Sama juga mungkin dengan hidup kita. Kita merasa kehidupan kerohanian kita sudah dekat dengan Tuhan, tetapi sebenarnya kita tidak tahu apa yang Tuhan mau di dalam hidup kita. Bukankah ini sesuatu yang mengerikan? Ya betul!

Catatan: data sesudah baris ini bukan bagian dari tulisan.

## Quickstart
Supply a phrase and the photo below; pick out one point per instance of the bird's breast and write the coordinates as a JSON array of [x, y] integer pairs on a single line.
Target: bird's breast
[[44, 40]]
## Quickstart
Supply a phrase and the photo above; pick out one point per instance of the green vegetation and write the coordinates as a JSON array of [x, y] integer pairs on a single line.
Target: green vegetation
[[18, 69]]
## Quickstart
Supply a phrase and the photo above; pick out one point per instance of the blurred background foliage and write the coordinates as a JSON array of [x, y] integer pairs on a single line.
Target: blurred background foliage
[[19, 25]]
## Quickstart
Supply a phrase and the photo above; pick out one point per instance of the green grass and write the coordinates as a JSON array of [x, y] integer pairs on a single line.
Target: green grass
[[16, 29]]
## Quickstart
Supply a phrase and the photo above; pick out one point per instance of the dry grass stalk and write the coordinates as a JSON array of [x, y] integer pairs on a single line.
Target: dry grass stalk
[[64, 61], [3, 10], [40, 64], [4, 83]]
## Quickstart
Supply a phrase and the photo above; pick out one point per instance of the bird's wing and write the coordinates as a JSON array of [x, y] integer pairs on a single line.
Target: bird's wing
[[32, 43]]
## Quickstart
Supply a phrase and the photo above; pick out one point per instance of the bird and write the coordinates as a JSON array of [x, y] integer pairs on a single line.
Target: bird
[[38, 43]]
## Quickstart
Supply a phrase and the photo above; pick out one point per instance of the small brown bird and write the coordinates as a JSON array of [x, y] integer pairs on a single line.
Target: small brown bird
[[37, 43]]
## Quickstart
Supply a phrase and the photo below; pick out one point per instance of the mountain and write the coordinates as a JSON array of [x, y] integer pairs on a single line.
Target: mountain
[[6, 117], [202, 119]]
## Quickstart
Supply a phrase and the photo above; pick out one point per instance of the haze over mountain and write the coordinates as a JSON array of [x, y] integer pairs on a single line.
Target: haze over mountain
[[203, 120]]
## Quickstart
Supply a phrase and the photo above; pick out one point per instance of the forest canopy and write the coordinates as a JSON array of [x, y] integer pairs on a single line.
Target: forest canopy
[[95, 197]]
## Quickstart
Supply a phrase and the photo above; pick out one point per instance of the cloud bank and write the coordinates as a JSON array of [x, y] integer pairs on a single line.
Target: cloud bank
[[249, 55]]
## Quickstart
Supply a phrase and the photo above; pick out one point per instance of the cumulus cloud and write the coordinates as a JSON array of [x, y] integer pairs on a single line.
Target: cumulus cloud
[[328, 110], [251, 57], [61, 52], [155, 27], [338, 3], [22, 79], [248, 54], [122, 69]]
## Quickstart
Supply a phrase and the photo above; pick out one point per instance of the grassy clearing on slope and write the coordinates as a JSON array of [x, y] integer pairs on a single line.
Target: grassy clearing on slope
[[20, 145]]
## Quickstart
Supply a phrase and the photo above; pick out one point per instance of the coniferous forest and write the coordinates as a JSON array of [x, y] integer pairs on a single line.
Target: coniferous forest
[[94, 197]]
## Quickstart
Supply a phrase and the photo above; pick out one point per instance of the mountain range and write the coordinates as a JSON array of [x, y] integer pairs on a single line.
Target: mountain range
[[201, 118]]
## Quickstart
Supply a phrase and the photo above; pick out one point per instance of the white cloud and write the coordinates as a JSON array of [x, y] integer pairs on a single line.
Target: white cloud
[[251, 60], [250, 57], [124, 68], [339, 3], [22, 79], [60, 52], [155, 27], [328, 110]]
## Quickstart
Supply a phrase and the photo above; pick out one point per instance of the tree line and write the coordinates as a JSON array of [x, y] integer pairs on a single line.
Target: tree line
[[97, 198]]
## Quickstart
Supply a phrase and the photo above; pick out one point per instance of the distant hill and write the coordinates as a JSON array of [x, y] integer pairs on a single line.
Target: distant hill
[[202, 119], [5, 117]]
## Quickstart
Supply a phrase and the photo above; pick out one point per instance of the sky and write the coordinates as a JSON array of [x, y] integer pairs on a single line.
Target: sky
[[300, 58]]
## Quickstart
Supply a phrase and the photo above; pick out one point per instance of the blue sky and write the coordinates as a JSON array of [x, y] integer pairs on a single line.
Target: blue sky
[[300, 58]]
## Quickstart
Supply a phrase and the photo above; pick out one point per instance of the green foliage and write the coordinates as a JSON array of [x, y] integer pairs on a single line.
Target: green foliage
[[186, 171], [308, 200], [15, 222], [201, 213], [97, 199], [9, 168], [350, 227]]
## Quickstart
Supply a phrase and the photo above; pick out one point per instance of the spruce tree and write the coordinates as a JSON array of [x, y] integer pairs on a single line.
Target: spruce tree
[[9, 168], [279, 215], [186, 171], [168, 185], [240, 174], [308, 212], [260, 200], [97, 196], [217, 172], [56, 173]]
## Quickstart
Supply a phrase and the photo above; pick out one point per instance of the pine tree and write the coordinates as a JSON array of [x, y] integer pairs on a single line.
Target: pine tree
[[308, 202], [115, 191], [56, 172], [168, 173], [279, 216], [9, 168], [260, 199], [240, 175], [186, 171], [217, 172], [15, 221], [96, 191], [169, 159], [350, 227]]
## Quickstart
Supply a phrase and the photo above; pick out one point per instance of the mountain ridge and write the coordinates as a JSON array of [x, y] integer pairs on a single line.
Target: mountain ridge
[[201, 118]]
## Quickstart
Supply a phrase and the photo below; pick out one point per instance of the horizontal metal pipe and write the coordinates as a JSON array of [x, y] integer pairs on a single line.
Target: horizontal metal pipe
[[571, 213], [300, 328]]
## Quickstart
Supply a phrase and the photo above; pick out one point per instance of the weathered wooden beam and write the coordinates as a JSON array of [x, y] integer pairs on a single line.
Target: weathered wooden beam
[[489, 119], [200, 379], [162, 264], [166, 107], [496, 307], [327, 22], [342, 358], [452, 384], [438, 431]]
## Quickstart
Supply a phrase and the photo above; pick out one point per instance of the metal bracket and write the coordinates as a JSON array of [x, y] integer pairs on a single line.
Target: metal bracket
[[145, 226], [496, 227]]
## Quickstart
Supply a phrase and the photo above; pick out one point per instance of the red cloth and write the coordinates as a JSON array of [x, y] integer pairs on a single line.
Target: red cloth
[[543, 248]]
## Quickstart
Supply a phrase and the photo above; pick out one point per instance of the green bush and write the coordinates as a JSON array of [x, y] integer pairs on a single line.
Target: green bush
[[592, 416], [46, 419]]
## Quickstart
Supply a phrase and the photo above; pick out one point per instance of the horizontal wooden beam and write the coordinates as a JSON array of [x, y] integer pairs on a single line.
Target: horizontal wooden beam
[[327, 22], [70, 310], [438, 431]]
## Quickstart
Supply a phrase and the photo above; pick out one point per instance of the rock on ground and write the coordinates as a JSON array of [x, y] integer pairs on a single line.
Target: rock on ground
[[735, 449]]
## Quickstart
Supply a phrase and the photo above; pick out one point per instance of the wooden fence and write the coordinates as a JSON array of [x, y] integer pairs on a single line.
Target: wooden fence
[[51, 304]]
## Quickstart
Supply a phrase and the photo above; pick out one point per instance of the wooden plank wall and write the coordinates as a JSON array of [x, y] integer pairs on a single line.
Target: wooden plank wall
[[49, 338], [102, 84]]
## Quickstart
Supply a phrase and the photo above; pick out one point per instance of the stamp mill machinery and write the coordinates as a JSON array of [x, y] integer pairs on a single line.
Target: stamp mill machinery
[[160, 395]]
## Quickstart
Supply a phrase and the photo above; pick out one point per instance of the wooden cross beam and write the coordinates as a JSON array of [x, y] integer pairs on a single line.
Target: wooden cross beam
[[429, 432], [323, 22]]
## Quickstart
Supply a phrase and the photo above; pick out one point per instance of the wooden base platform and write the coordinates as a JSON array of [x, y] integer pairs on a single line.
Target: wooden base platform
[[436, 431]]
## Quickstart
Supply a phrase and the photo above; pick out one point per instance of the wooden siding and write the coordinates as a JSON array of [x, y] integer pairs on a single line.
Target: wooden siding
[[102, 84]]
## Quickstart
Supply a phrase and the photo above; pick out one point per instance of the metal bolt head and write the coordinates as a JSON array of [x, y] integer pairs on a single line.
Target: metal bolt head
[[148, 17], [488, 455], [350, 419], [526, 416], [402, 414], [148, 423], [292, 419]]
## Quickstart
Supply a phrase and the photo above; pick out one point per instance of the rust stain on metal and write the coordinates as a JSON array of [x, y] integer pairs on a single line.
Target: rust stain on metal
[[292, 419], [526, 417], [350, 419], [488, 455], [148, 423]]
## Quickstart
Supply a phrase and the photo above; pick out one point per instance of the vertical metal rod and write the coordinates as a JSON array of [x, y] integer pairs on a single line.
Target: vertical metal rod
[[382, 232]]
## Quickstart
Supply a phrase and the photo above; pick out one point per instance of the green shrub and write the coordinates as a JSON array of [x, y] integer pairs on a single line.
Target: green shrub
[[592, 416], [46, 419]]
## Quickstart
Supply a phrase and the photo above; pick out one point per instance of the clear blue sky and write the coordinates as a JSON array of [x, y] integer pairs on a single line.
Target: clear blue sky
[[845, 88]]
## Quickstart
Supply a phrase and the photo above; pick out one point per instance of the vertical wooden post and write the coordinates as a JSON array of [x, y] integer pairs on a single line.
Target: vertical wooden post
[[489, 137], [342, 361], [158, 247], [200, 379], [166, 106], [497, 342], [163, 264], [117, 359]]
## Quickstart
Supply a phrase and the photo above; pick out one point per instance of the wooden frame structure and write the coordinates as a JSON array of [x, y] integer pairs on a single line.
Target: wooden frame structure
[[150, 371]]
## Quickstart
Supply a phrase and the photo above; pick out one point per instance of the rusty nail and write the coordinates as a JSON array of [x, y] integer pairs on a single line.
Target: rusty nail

Kita terlalu sibuk untuk pelayanan mungkin, tetapi di dalam pelayanan itu, kita lupa menjaga relasi kita dengan Tuhan. Akhirnya pelayanan itu bukan merupakan sarana untuk memuliakan Tuhan, namun sebagai suatu sarana lain.
Prinsip yang berikutnya yang penting adalah:

“Hal yang paling indah dalam hidup kita adalah mengetahui apa yang Tuhan mau di dalam hidup kita, sehingga apapun yang kita kerjakan adalah untuk kemuliaan Tuhan. Semuanya itu dimulai dari relasi yang semakin dekat dengan Dia”

Jadi, siapkah kita melangkah menuju Yerusalem? Apakah kita mau mulai merenungkan kembali apa yang jadi tujuan hidup kita sebenarnya? Mungkin panggilan kita adalah peran yang kita lakukan saat ini di tempat kerja kita. Mungkin kita dipanggil ke daerah terpencil dan mengabarkan injil di sana. Mungkin pula kita diutus ke ranah politik. Apapun itu, mari kita belajar untuk terus menikmati proses yang dari Tuhan.